Stepping 10 ensured that these features operated reliably. Early Ice Lake steppings reportedly had issues with certain AVX-512 power management states and memory controller stability; stepping 10 represented the mature silicon where those kinks were ironed out.

Thus, "Stepping 10" is a quiet certification of quality. It tells the engineer that this processor has survived the crucible of production feedback, that its thermal and frequency curves are well understood, and that it will behave identically to other stepping 10 parts across thousands of units.

Systems with this CPU typically offer a balance of power efficiency and burst performance: "Who are you

A quad-core, eight-thread workhorse found in millions of ultrabooks released around 2018.

: The broad architecture family for most modern Intel Core chips.

Before delving into the specific numbers, one must understand the code. The number (6) is the most stable element. Since the introduction of the P6 architecture in the mid-1990s, nearly all modern 64-bit Intel processors (Core, Xeon, Atom) have belonged to Family 6. This number signals a common instruction set base (Intel64) and fundamental design lineage. If you see Family 15, you are looking at the NetBurst architecture (Pentium 4)—a relic of a different era.

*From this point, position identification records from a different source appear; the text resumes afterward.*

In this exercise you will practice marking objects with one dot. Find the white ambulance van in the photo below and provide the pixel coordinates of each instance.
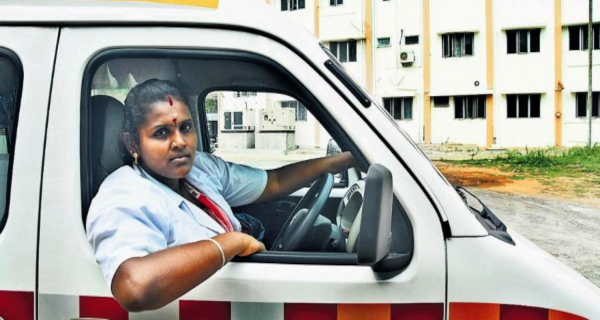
(64, 70)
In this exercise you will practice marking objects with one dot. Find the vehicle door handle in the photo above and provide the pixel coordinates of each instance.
(284, 206)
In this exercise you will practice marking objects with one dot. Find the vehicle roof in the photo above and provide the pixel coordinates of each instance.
(255, 15)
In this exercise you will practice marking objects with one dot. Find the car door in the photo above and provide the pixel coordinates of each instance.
(25, 81)
(70, 281)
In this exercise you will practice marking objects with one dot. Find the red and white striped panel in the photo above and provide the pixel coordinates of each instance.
(19, 306)
(53, 307)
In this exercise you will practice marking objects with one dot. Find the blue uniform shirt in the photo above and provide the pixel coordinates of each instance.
(134, 215)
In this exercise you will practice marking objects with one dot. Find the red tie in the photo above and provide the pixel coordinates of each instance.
(216, 212)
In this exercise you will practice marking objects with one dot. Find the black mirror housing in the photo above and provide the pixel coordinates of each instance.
(374, 242)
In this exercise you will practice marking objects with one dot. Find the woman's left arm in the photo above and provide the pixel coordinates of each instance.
(287, 179)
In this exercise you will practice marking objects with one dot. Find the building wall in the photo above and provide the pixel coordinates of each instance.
(512, 73)
(446, 129)
(397, 20)
(341, 22)
(531, 72)
(575, 75)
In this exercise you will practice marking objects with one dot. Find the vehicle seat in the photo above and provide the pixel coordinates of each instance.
(107, 120)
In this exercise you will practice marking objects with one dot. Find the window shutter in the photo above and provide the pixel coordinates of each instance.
(397, 107)
(458, 109)
(580, 101)
(511, 41)
(456, 43)
(585, 37)
(534, 40)
(511, 106)
(481, 107)
(596, 34)
(573, 38)
(407, 108)
(352, 50)
(468, 44)
(534, 105)
(333, 48)
(595, 103)
(523, 106)
(343, 51)
(522, 41)
(446, 45)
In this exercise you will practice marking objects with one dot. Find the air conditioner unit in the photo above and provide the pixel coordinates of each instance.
(278, 119)
(407, 57)
(238, 120)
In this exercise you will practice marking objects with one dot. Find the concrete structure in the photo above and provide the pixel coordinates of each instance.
(475, 66)
(308, 133)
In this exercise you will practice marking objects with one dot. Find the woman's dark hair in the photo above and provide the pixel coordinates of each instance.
(138, 104)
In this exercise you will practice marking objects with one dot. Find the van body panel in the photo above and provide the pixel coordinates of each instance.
(529, 277)
(18, 239)
(75, 272)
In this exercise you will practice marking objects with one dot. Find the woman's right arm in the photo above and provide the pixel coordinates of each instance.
(155, 280)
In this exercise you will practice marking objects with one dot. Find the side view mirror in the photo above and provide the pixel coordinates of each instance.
(374, 241)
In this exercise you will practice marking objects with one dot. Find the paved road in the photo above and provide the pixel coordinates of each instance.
(568, 231)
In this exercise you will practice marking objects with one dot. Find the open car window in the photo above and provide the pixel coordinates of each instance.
(247, 110)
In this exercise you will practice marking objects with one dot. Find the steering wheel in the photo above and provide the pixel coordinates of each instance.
(304, 215)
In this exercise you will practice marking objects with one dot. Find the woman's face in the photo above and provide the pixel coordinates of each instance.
(168, 140)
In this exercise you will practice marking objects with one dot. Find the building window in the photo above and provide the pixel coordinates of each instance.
(411, 40)
(292, 5)
(578, 37)
(441, 102)
(523, 41)
(383, 42)
(241, 94)
(300, 109)
(457, 44)
(345, 51)
(581, 104)
(469, 107)
(523, 105)
(399, 108)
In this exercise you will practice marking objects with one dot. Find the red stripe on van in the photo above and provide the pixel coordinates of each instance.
(312, 311)
(511, 312)
(418, 311)
(101, 307)
(16, 305)
(559, 315)
(204, 310)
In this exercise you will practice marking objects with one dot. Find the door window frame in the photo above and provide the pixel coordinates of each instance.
(10, 145)
(303, 95)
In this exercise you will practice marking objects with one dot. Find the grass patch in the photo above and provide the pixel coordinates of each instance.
(551, 162)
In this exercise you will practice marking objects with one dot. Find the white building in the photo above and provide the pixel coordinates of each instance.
(487, 72)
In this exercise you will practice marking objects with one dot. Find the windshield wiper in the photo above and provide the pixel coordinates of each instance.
(488, 219)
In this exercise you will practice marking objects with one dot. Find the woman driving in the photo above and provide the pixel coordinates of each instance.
(163, 224)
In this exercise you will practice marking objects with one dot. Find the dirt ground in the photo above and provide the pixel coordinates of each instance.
(568, 231)
(560, 214)
(581, 190)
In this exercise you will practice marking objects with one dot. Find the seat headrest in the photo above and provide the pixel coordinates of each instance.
(107, 120)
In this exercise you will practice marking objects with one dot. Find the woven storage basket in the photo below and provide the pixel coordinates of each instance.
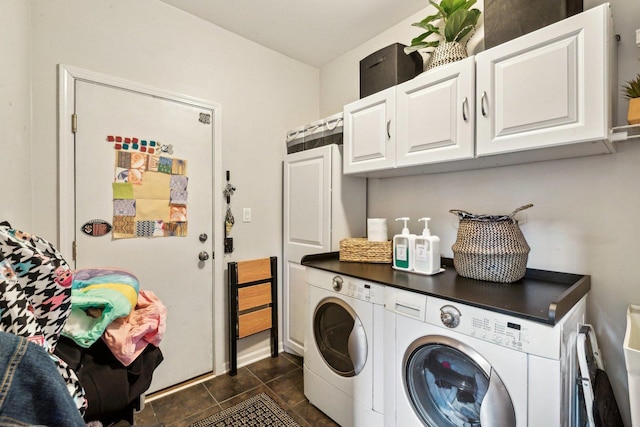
(490, 247)
(363, 250)
(447, 53)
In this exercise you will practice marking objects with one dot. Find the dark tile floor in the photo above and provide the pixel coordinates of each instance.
(280, 378)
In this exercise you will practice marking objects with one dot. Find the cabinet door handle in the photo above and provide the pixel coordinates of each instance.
(482, 102)
(465, 109)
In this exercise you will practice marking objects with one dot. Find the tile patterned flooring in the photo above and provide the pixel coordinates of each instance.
(281, 378)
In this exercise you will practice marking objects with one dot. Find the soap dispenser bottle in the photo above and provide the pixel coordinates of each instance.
(426, 251)
(403, 248)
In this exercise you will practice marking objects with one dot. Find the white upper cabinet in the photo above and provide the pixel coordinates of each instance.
(435, 115)
(550, 87)
(369, 133)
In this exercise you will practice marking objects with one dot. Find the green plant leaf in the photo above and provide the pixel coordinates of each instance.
(460, 23)
(632, 88)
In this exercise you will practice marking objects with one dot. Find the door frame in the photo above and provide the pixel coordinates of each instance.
(67, 76)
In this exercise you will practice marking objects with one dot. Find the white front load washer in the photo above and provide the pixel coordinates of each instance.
(343, 366)
(459, 365)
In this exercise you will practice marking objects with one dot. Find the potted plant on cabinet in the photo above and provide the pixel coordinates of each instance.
(457, 21)
(631, 91)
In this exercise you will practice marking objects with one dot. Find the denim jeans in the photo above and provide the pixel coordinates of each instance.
(32, 391)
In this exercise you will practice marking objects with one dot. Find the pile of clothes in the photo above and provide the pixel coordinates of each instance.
(99, 331)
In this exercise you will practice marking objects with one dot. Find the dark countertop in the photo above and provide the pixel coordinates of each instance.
(541, 296)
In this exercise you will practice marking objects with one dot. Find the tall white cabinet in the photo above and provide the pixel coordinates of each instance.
(320, 207)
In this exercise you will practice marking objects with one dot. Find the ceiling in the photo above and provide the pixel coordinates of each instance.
(312, 31)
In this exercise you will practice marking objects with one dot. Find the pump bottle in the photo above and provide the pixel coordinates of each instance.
(403, 248)
(426, 251)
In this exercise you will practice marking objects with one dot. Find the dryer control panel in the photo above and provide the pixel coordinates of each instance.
(346, 285)
(506, 331)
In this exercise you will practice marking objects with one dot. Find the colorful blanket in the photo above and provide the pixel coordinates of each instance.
(127, 337)
(35, 293)
(98, 297)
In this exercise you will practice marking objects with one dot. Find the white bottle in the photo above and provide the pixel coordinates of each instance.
(426, 251)
(403, 248)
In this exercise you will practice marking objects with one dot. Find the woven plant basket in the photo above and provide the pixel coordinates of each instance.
(363, 250)
(490, 247)
(446, 53)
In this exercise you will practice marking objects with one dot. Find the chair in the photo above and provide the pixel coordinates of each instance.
(253, 304)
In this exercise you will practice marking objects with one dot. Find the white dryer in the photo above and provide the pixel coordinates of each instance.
(343, 366)
(459, 365)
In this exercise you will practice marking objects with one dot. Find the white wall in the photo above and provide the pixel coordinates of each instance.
(262, 94)
(15, 127)
(583, 219)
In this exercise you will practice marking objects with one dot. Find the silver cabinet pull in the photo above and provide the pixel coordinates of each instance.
(465, 109)
(482, 102)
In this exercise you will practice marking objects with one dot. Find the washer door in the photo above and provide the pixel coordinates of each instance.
(450, 384)
(340, 337)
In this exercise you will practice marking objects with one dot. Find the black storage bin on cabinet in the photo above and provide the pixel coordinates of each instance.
(388, 67)
(505, 20)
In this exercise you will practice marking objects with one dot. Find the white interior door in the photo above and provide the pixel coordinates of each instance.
(168, 266)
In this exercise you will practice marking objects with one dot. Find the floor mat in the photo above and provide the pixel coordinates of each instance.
(259, 410)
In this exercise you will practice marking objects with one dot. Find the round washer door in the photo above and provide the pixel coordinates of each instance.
(340, 337)
(450, 384)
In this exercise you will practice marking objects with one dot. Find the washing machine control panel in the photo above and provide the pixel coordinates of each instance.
(506, 331)
(358, 289)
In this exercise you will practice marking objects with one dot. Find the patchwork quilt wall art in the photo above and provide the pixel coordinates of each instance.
(150, 190)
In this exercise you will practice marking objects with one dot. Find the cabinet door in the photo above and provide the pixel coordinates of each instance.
(369, 142)
(547, 88)
(434, 115)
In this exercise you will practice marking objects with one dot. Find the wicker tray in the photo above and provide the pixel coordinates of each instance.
(363, 250)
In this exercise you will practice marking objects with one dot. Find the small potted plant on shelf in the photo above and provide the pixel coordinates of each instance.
(454, 21)
(631, 91)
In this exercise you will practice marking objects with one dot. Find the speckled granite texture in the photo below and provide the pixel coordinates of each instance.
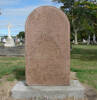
(47, 47)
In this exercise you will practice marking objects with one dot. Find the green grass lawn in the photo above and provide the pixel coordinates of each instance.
(83, 62)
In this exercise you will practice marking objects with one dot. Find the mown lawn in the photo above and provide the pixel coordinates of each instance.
(83, 62)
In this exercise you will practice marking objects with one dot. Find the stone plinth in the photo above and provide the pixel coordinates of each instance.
(47, 47)
(22, 91)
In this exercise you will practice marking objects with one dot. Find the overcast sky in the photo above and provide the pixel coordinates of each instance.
(15, 12)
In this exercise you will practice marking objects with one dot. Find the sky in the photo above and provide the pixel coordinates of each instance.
(15, 12)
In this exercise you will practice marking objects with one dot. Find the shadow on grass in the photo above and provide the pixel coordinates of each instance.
(19, 73)
(84, 54)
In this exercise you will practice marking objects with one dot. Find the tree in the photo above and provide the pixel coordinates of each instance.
(82, 15)
(21, 35)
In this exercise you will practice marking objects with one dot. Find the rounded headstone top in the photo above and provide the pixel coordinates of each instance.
(47, 47)
(46, 15)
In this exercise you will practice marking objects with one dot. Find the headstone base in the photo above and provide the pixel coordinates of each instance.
(22, 91)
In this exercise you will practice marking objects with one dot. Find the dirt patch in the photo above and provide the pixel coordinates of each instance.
(6, 86)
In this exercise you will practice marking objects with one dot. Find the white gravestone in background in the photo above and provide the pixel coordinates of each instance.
(9, 41)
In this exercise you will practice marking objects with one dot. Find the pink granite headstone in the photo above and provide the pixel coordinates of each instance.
(47, 47)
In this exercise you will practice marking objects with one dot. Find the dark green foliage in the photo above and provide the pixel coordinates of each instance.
(82, 15)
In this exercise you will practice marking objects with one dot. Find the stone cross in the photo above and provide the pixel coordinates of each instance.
(47, 47)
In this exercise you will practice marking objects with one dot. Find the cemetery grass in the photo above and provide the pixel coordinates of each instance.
(83, 62)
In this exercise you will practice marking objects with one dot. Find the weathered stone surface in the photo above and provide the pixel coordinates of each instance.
(47, 47)
(76, 90)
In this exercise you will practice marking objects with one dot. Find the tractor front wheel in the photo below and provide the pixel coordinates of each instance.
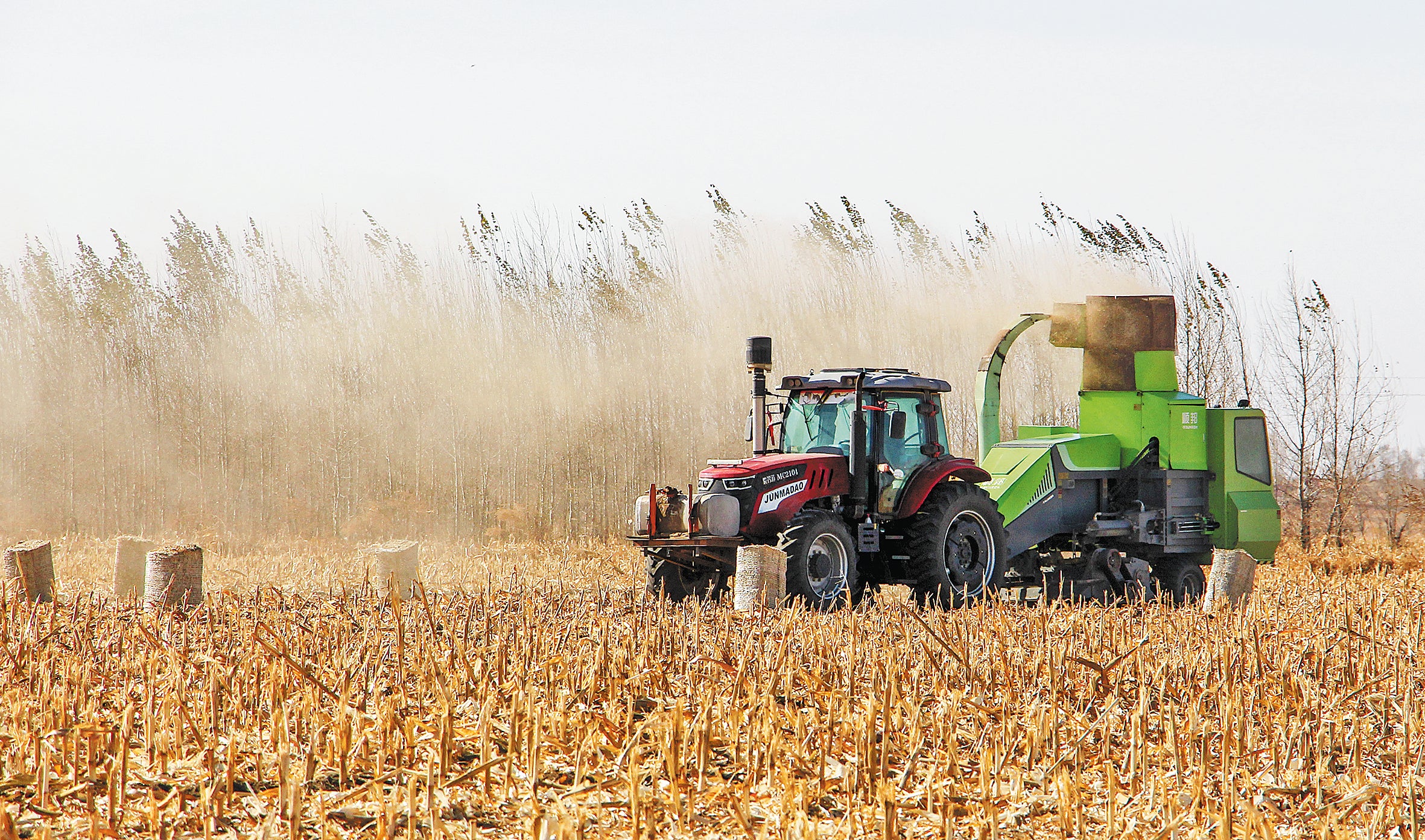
(821, 560)
(957, 546)
(671, 581)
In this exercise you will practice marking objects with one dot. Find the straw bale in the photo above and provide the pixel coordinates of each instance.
(761, 577)
(1230, 580)
(132, 566)
(32, 564)
(173, 577)
(398, 563)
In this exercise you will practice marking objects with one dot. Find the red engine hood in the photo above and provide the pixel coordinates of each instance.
(764, 463)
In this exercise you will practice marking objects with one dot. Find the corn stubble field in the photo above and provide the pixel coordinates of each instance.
(535, 691)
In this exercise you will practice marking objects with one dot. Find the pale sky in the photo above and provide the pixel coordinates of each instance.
(1262, 130)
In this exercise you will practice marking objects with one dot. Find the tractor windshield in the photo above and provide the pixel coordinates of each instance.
(818, 422)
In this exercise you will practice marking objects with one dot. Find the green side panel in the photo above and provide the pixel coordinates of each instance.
(1025, 432)
(1246, 507)
(1186, 432)
(1020, 476)
(1258, 522)
(1089, 452)
(1226, 535)
(1155, 371)
(1116, 413)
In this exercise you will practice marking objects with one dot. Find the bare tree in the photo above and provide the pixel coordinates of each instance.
(1400, 493)
(1328, 409)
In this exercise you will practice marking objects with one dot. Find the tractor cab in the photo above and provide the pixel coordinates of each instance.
(904, 429)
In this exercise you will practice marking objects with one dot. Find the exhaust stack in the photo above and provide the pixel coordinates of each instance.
(758, 362)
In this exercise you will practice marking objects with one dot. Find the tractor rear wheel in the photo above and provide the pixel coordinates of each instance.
(957, 546)
(821, 560)
(1180, 581)
(676, 583)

To a software developer or system administrator, the stepping number is not trivia. For example, a hypervisor like VMware ESXi or a Linux kernel might include specific workarounds for "Intel Family 6 Model 142 Stepping 2." If you attempt to run that same software on Stepping 10 without updated microcode, the system may still apply unnecessary, performance-degrading patches. Conversely, a stepping-specific bug in the RDRAND instruction or the power management unit might only affect steppings before a certain threshold.